0004321 ERN001 2345 11
0004321 ERN002 345 10
0004321 ERN003 345 9
000507 ER-01 563 4
000732 ERN001 2345 12
000732 ERN002 9 13
000732 ERN003 678 8
Please help me with the query
You can aggregate by the fields you need and, at the same time, order by the EMP_EARN_NO value; this can be a solution, by analytic functions:
WITH TEST(emp_no, earn_no, amount, emp_earn_no) AS
(
SELECT '0004321' , 'ERN001' ,2345 ,11 FROM DUAL UNION ALL
SELECT '0004321' , 'ERN002' ,345 , 10 FROM DUAL UNION ALL
SELECT '0004321' , 'ERN003' ,345 ,9 FROM DUAL UNION ALL
SELECT '000507' , 'ER-01' ,56 ,1 FROM DUAL UNION ALL
SELECT '000507' , 'ER-01' ,563 , 2 FROM DUAL UNION ALL
SELECT '000507' , 'ER-01' ,563 ,3 FROM DUAL UNION ALL
SELECT '000507' , 'ER-01' ,563 ,4 FROM DUAL UNION ALL
SELECT '00732' , 'ERN001' ,123 ,7 FROM DUAL UNION ALL
SELECT '00732' , 'ERN001' ,2345 ,12 FROM DUAL UNION ALL
SELECT '00732' , 'ERN002' ,9 ,13 FROM DUAL UNION ALL
SELECT '00732' , 'ERN003' ,67 ,5 FROM DUAL UNION ALL
SELECT '00732' , 'ERN003' ,456 ,6 FROM DUAL UNION ALL
SELECT '00732' , 'ERN003' ,678 ,8 FROM DUAL
)
SELECT emp_no, earn_no, amount, emp_earn_no
FROM (
SELECT emp_no,
earn_no,
amount,
emp_earn_no, ROW_NUMBER() OVER ( PARTITION BY EMP_NO, EARN_NO ORDER BY emp_earn_no DESC) AS ROW_NUM
FROM TEST
)
WHERE ROW_NUM = 1
Give this a shot,
SELECT EMP_NO, SUM(AMOUNT)
FROM EMP_EARN_DETAILS
GROUP BY EMP_NO
HAVING EMP_EARN_NO = MAX(EMP_EARN_NO)
Try this query:
select emp_no, earn_no,
sum(amount) keep (dense_rank last order by emp_earn_no) as sum_amount
from emp_earn_details
group by emp_no, earn_no
First by following query , your conditions achieved :
select t.emp_no a ,t.earn_no b ,max(t.amount) c
from EMP_EARN_DETAILS t
group by t.emp_no,t.earn_no
order by t.emp_no
Only things that you must specify , in a same record with different EMP_EARN_NO. You have to specify in same record which must be in result.

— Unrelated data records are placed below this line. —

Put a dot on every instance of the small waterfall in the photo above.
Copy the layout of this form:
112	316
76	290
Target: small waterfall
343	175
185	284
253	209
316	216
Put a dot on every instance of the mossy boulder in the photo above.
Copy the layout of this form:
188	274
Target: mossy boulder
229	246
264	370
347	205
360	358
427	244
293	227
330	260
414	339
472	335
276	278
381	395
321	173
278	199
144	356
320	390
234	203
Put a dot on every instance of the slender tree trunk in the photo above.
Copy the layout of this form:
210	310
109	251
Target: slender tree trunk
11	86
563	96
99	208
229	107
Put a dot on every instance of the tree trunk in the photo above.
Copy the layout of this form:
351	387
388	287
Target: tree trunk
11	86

So if you want maximum EMP_EARN_NO be in result you can use following query as final query (exactly your target in question):
select t.emp_no a ,t.earn_no b ,max(t.amount) c, max(t.emp_earn_no) emp_earn_no
from EMP_EARN_DETAILS t
group by t.emp_no,t.earn_no
order by t.emp_no
If you want minimum or others EMP_EARN_NO be in result you can above query replace max function by your conditions.